Role of mitochondria, oxidative stress and the response to antioxidants in myalgic encephalomyelitis/chronic fatigue syndrome: a possible approach to SARS-CoV-2 ‘long-haulers’?, by , Warren Tate in Chronic Dis Transl Med. 2020 Nov 21 [doi: 10.1016/j.cdtm.2020.11.002]

Review article abstract:

A significant number of SARS-CoV-2 (COVID-19) pandemic patients have developed chronic symptoms lasting weeks or months which are very similar to those described for myalgic encephalomyelitis/chronic fatigue syndrome.

This paper reviews the current literature and understanding of the role that mitochondria, oxidative stress and antioxidants may play in the understanding of the pathophysiology and treatment of chronic fatigue. It describes what is known about the dysfunctional pathways which can develop in mitochondria and their relationship to chronic fatigue.

It also reviews what is known about oxidative stress and how this can be related to the pathophysiology of fatigue, as well as examining the potential for specific therapy directed at mitochondria for the treatment of chronic fatigue in the form of antioxidants. This review identifies areas which require urgent, further research in order to fully elucidate the clinical and therapeutic potential of these approaches.

Conclusion

Research into mitochondrial function of ME/CFS has been increasing in recent years and appears to hold potential for better understanding this enigmatic disease that may be increasing its prevalence as a result of the SARS-CoV-2 pandemic. So far, however, the results have proved somewhat contradictory. There are several reasons for this.

An accurate diagnosis for ME/CFS is difficult in the absence a molecular biomarker diagnostic test, individuals in the ME/CFS group are often heterogeneous and have differing disease severity.

There are multiple clinical case definitions that are being used for diagnosis. A vicious circle exists: without a biochemical diagnostic test it is difficult to be certain which patients have ME/CFS and not another fatigue illness with overlapping symptoms, but determining a valid test requires identifying an homogenous group of test subjects.

If ME/CFS is indeed a state of CoQ10 deficiency – particularly in high energy-demand organs like the brain – then an effective way of assessing CoQ10 is needed. This could then be a cellular biomarker that is monitored after oral supplementation in treatment of ME/CFS. Changes in mitochondrial function and markers of oxidative stress may be the biological component most impacted upon by CoQ10 supplementation, due to CoQ10’s vital role in the electron transport chain.

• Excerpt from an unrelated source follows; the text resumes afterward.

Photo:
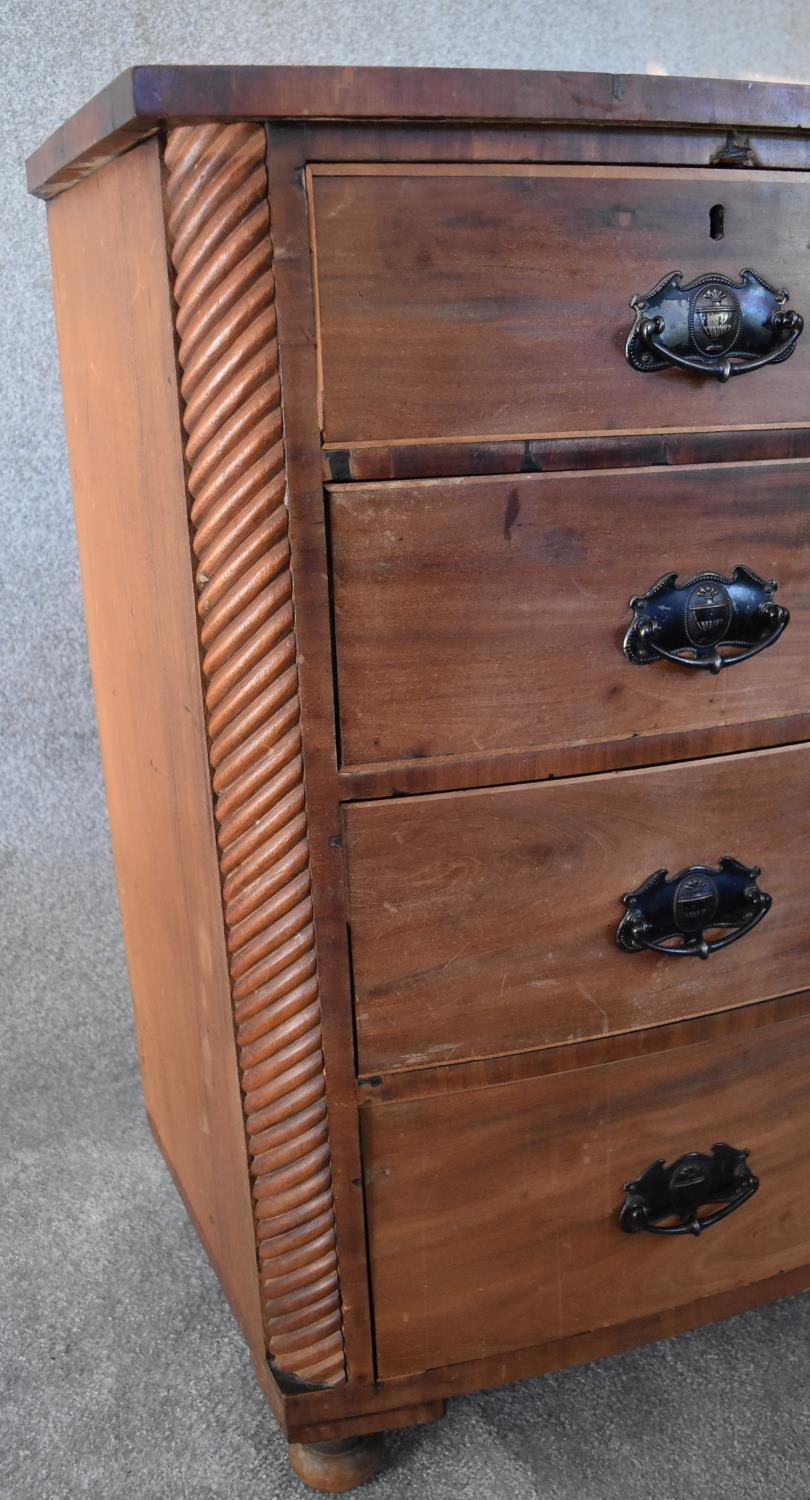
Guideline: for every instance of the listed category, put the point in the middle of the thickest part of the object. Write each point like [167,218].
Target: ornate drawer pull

There is also clear need to establish whether MitoQ does indeed improve mitochondrial function and oxidative stress and lessens symptoms in both ME/CFS and chronic symptoms from SARS-CoV-19. There is a biologically plausible mechanism for expected improvement with MitoQ’s superior bioavailability to cells and to mitochondria within them, and by how it can restore oxidative balance and therefore improve mitochondrial function.

A respiratory index, like the BHI, also has the potential to predict and monitor pathophysiology in both ME/CFS and ‘long-haulers’ from SARS-CoV-2. Further research into ME/CFS and SARS-CoV-2, two perplexing and seriously debilitating diseases, is urgently required.